Close-up of Mute Swan
This allowed Dennis to get a closer photo that shows the distinguishing marks of this species. Note the unique orange bill.
At another nearby lake, we watched a few Northern Shovelers. Dennis explained to his group that these were the first duck species he learned to identify, primarily from their large beak.
Herd of Deer
As we were moving along the road, in the distance, we watched a progression of 10-12 deer running for about a half mile.
On a ridge, we spotted a few small sparrows in a tree, being buffeted by the wind. From the images, it is difficult to see the entire bird to make a positive ID.
Savanna Sparrow - Two images of same bird in same place
Note that the above images are of the same bird in the same location, yet from the imagery, they almost look different.
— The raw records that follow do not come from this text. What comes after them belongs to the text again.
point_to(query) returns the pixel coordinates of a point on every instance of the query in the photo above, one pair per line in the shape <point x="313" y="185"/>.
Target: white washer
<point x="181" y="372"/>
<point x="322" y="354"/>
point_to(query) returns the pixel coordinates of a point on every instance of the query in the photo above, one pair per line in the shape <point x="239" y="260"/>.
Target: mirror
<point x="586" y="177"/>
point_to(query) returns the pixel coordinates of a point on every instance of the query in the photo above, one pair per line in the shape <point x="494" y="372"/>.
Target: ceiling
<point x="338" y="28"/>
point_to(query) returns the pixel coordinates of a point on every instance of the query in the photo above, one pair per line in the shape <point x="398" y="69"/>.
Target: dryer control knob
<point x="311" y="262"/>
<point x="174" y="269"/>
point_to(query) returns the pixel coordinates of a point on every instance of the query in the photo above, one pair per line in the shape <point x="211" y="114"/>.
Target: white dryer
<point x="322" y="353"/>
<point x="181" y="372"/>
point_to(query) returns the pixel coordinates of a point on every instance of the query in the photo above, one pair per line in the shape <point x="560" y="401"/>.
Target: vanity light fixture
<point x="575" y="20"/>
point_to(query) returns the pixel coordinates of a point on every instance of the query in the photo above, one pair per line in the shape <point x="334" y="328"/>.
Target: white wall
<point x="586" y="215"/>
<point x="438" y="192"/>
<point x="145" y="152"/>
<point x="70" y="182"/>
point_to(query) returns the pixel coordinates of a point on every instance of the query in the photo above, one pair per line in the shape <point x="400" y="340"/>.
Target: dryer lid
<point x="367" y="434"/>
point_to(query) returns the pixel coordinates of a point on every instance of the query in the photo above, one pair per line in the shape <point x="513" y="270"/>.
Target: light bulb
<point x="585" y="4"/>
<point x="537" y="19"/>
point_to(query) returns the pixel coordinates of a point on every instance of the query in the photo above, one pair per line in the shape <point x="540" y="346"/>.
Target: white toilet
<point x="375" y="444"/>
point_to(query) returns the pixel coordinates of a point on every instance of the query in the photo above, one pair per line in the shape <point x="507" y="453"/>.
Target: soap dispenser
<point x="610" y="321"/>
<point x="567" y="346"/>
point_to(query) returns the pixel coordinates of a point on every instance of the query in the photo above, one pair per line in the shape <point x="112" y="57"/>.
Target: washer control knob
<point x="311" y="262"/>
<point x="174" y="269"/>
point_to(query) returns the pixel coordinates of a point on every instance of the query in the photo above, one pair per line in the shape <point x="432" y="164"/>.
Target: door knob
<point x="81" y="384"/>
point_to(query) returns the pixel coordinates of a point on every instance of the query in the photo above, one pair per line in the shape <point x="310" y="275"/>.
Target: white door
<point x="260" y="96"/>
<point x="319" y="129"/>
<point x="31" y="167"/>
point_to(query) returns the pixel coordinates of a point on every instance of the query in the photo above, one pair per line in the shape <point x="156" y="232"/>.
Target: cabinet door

Ah, the difficulties of making a positive ID, when you can't see the entire bird. Dennis, Peoria Audubon's humble webmaster, noted that in the Sibley Field Guide the markings to look for are a whitish median crown-stripe, a white belly, a relatively short notched tail, is finely streaked, and slight yellowish lores. Unfortunately, the distance and tree branches makes the identification difficult. Send any comments or corrections to our humble webmaster.
As we drove past a ridge, a red-tailed hawk was just coming in for a landing on an abandoned lighting pole. Even though the hawk was perhaps 20-25 feet above the ground, on the ridge we were almost at the same height.
In one of the latter lakes, a lesser scaup was close enough to the shore for a good photo
The Peoria Audubon Society wishes to thank the Metropolitan [Chicago] Water Reclamation District for the opportunity of visiting this remarkable wetlands.
As we were signing out to go home, our humble webmaster mentioned to one of the Security Guards that we saw a herd of 10-12 deer as we were driving through the facility. The guard said that around dusk, they typically will see 80-100 deer in small herds of 25-30. As we talked, he even described a once seeing a mountain lion. He indicated that with all the deer and coyotes, and the ban on hunting, potential predators would have plenty of food.